CBT has shown promise in helping individuals manage residual symptoms and avoid relapse, especially when focused on improving coping skills and promoting abstinence [13]. In this case, CBT appeared to play a crucial role in addressing the persistent persecutory delusions that remained after the patient achieved abstinence. While it is difficult to definitively separate the effects of pharmacological and psychological interventions in clinical practice, the temporal pattern suggests that antipsychotics provided initial symptom stabilization, while CBT facilitated the more gradual process of insight development and delusional belief modification. The extended duration of psychotic symptoms (18 months) despite early abstinence and antipsychotic treatment highlights the importance of combined pharmacological and psychological approaches in managing complex presentations of MIP.

This case also illustrates the broader biopsychosocial impact of MIP. The patient experienced job loss, family strain, and financial hardship, which outlasted the period of active psychosis. It emphasizes the need for integrated support that addresses not just psychiatric symptoms, but also social and functional recovery.

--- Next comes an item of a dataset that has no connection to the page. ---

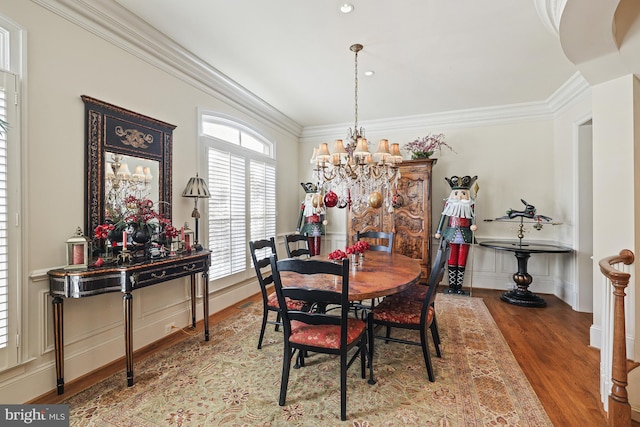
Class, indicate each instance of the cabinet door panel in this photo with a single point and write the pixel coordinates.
(411, 222)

This case report has several limitations. First, only immunoassay urine screening was performed, without confirmatory testing such as gas chromatography-mass spectrometry (GC-MS) or liquid chromatography-mass spectrometry (LC-MS/MS). While the patient acknowledged methamphetamine use after the positive result, confirmatory testing would have provided greater diagnostic certainty and eliminated the possibility of false-positive results from cross-reactivity. Second, the patient disclosed occasional cocaine use in the years prior to presentation, though this was not detected on toxicology screening, and she reported cessation several years before. The potential contribution of previous stimulant exposure to her vulnerability cannot be fully excluded. Third, the exact timing and quantity of her final methamphetamine use prior to the positive urine screen is uncertain, as she presented to the emergency department after using a larger amount than usual but did not provide precise details. Fourth, there is limited literature on the consequences of minimal methamphetamine use compared to chronic use, making it difficult to contextualize this case within existing evidence. Finally, as a single case report, the findings may not be generalizable to other patients with MIP, particularly given the patient's multiple vulnerability factors, including ADHD, family history of mental illness, and social isolation.

This case challenges the assumption that methamphetamine-induced psychosis is a short-lived condition and that symptoms are dose-dependent with infrequent use. Even limited exposure (approximately eight smoking episodes over eight months) can be associated with persistent symptoms lasting 18 months, especially in individuals with pre-existing vulnerabilities such as ADHD, family history of mental illness, and social isolation. Clinicians should take a thorough drug history, remain alert to subtle signs of psychosis, and use early screening tools. This report illustrates the clinical significance of recognizing that individual vulnerability factors may be more predictive of prolonged psychosis than dose or frequency of use. Furthermore, it demonstrates how compassionate, flexible, and sustained treatment—including both pharmacological and psychological support—is essential to help patients recover and rebuild their lives. The differential response to treatment, with early insight into drug-related symptoms but delayed resolution of persecutory delusions, underscores the value of combined interventions addressing both acute stabilization and longer-term cognitive and behavioral change.